Tren menjual smartphone tanpa charger mulai diperkenalkan Apple mulai tahun 2020 lalu dengan dalih ingin menjaga lingkungan alias eco-friendly.
Mau tak mau pengguna menurut saja dengan maksud baik perusahaan. Meskipun dalam hati pasti kesal karena absennya aksesoris tersebut bikin mereka merogoh biaya tambahan untuk membeli kepala charger.
Berbeda dengan pengguna lain yang pasrah dengan keputusan perusahaan yang berbasis di Cupertino ini, hakim dari Brasil justru mendenda Apple karena menjual iPhone tanpa charger di negara mereka.
Alhasil, Apple diminta untuk membayar sekitar US$1000 atau Rp14 jutaan kepada pelanggan mereka di Brasil.
Mengutip MacRumors pada hari Jumat, (22/04/2022). Tuntutan ini dilayangkan karena Apple dianggap telah melanggar undang-undang pelanggan di negara tersebut. Langkah Apple ini memicu kontroversi di beberapa negara, termasuk pemerintah Brasil yang ikut turun tangan mengurus hal tersebut.

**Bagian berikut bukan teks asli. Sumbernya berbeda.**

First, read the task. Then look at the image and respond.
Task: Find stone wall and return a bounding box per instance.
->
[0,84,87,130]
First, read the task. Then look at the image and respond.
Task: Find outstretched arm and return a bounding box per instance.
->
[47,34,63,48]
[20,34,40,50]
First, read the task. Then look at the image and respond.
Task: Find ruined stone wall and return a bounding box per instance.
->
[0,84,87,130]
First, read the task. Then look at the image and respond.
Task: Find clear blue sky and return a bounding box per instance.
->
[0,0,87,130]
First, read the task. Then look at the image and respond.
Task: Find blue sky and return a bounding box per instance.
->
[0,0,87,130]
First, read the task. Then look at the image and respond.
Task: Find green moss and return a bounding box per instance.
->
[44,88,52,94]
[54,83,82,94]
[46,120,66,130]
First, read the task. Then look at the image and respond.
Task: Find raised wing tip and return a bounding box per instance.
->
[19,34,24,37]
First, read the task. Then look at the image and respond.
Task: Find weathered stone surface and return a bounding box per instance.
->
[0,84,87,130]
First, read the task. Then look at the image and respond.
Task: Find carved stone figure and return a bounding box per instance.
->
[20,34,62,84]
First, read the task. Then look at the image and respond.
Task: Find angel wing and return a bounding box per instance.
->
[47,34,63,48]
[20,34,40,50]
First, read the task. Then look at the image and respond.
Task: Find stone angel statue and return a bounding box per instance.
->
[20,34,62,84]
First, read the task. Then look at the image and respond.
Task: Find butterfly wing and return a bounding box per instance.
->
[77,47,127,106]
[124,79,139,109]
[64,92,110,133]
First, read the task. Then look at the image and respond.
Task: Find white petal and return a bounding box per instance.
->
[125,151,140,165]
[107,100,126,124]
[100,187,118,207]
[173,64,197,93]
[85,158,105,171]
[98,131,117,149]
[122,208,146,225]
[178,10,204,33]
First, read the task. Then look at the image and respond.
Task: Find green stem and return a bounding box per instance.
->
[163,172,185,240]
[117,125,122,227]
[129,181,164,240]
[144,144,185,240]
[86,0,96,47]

Sebelumnya, dua tahun lalu Brasil juga sudah mengajukan denda pada Apple sebesar US$2 juta karena melanggar undang-undang konsumen. Bila perselisihan terus berlanjut, Apple kemungkinan akan dipaksa untuk mengirim iPhone di negara ini dengan charger dalam box. Itu menjadi pertanda yang bagus bagi konsumen Apple di Brasil.
Sayangnya, Apple tetap tegas pada keputusannya dan berpendapat bahwa pelanggan mereka sudah mempunyai pengisi daya di rumah.
Apple justru menyatakan manfaat lingkungan berkat menghilangkan pengisi daya dan mengurangi ukuran kotak iPhone. Termasuk mengklaim bahwa langkahnya ini setara dengan menghapus hampir 450 ribu mobil di jalan pertahunnya.
Selain menjaga lingkungan, langkah ini bikin Apple untung hingga US$6,5 miliar atau sekitar Rp93 Triliun. Tidak heran kalau langkah Apple ini ditiru beberapa perusahaan smartphone lainnya. Tren ini juga membuat konsumen jadi semakin boros, karena harus membeli aksesoris tambahan sekitar USD19 atau Rp270 ribuan.
Bila Brasil berhasil memaksa Apple membayar denda tersebut, ada kemungkinan langkah negara tersebut ditiru oleh negara lainnya. Terutama oleh negara-negara dunia ketiga yang belum terlalu memikirkan dampak industri elektronik pada pencemaran lingkungan.